Во дворе стоит какой-автозак, кажется "партизанские". Его начальник конвоя уже дважды приходил ругаться, даже позвонил полусонном начальства и начал наседать, чтобы арестованных приняли впрочем здесь, что в Боровляны он их не повезет, что в тех Боровлянах, с которыми он лично имел интимные отношения, их все равно развернуть, так как у него в "заковали" не сбиты, и не больные. Появляется он в конце часа через три и звонит дежурному офицеру в МВД, что арестованные в него уже более трех часов находятся в машине, что они уже волком воют, что ему это все надоело вконец, что он сам два дня не ел, не спал, что выгружает их здесь и горы оно огнем. По его тоне не чувствуется обретения какого-то прямого взаимопонимания с дежурным. Но больше сюда данного офицер не приходит. Люди стоят по стаканам, хотя стоят уже невозможно, сесть тоже не можно, почти сутки никто не спал. Считай как в концлагере, - шутили еще в автозаке. - Разве только собак не хватает ... И придумывали систему перагруквання для обмена новостями между камерами и утешали себе шуточками о том, что какие-то американские туристы-экстремалы выложили бы немало денег за такие приключения и стоит представить себе теперь на их месте.
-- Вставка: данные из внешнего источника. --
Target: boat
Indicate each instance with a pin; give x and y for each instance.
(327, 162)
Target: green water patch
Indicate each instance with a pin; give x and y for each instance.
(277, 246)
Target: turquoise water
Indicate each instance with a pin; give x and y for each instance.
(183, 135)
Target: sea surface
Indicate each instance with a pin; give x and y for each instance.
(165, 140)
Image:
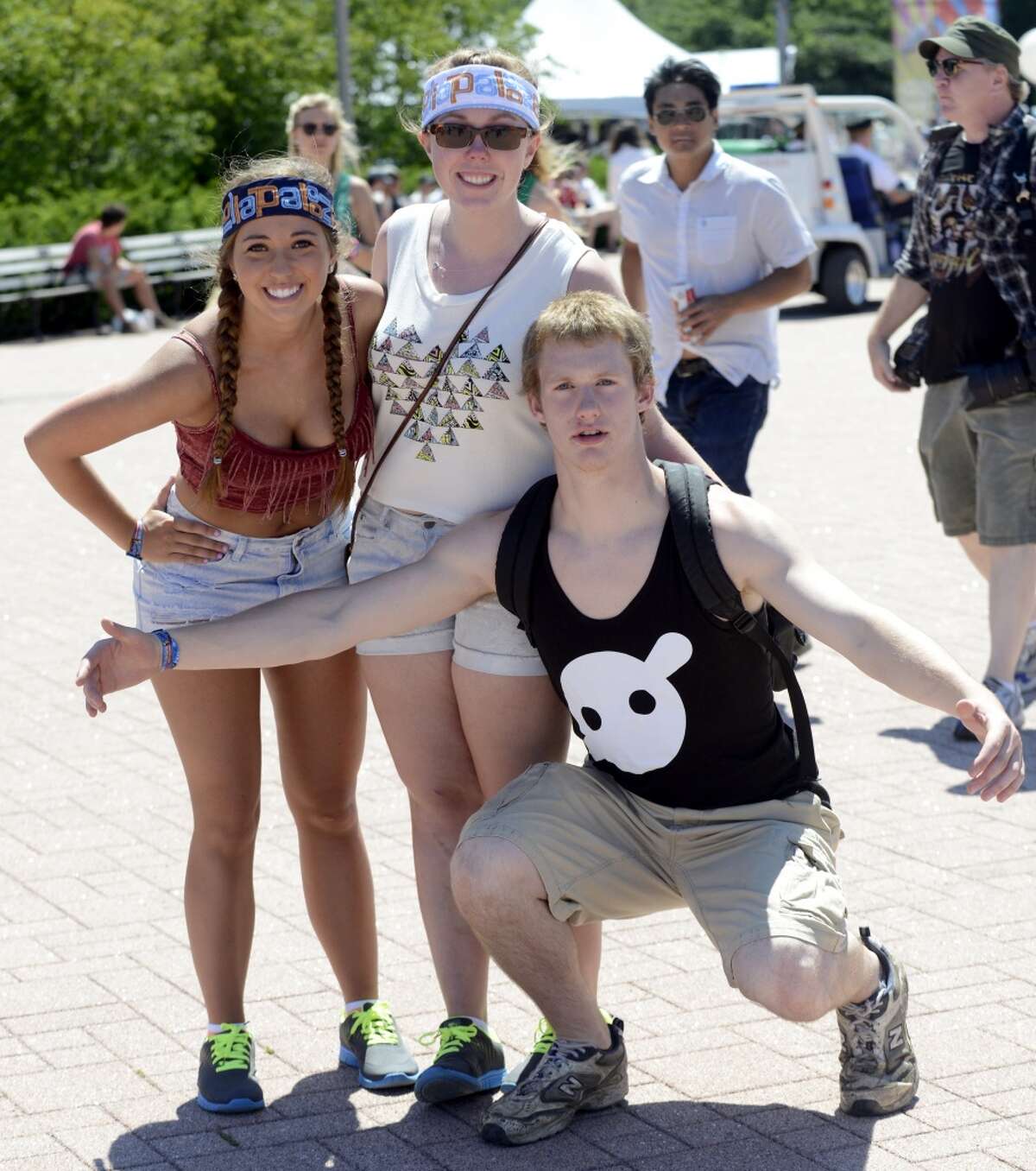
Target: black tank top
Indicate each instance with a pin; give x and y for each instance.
(676, 707)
Но тут уже действительно трудно: один пытается чуть присесть, два других стоят - и так меняемся.
"Почему вы так себя ведете с людьми, вы хотите, чтобы вас возненавидели?" - Спрашиваешь через щель в форменной мехавай шапке. "Зря. Я вас тоже ненавижу, через вас другие сутки не ем и не сплю нормально! "- Получаешь циничный, но искренний ответ. Думаешь, тем более что недалеко до гражданской войны, когда ненависть становится взаимной. Видимо не так и далеко ... Ответ же на все просьбы один: мы вас сюда не звали! Хотя отказаться от подобных предложений обычно достаточно трудно.
Сидим уже который час. Наконец достаешь охранников размышлениями вслух о том, что много людей уже почти сутки ютятся по кладовках без пищи и воды, а гипертонический криз штука опасная - вот был человек и за час сгорел, и отвечать за смерть придется не тем, кто давал приказы, а кто караулил. Охранники молчать и таким образом словесную дуэлю этот раз выиграем мы. Может и это или что-то другое, но вынуждает их пойти на какие-то тайные переговоры с начальством, чтобы на сдачу часов дать нам, параставленым по стаканам, бросить свои кости в пустой камере рядом, на первом этаже. Паскидавшы на пол матрасы и палегшы на них или на голые доски двухэтажных тюремных коек, все засыпают неспокойным сном. Сном без снавидав. Сном освобождением.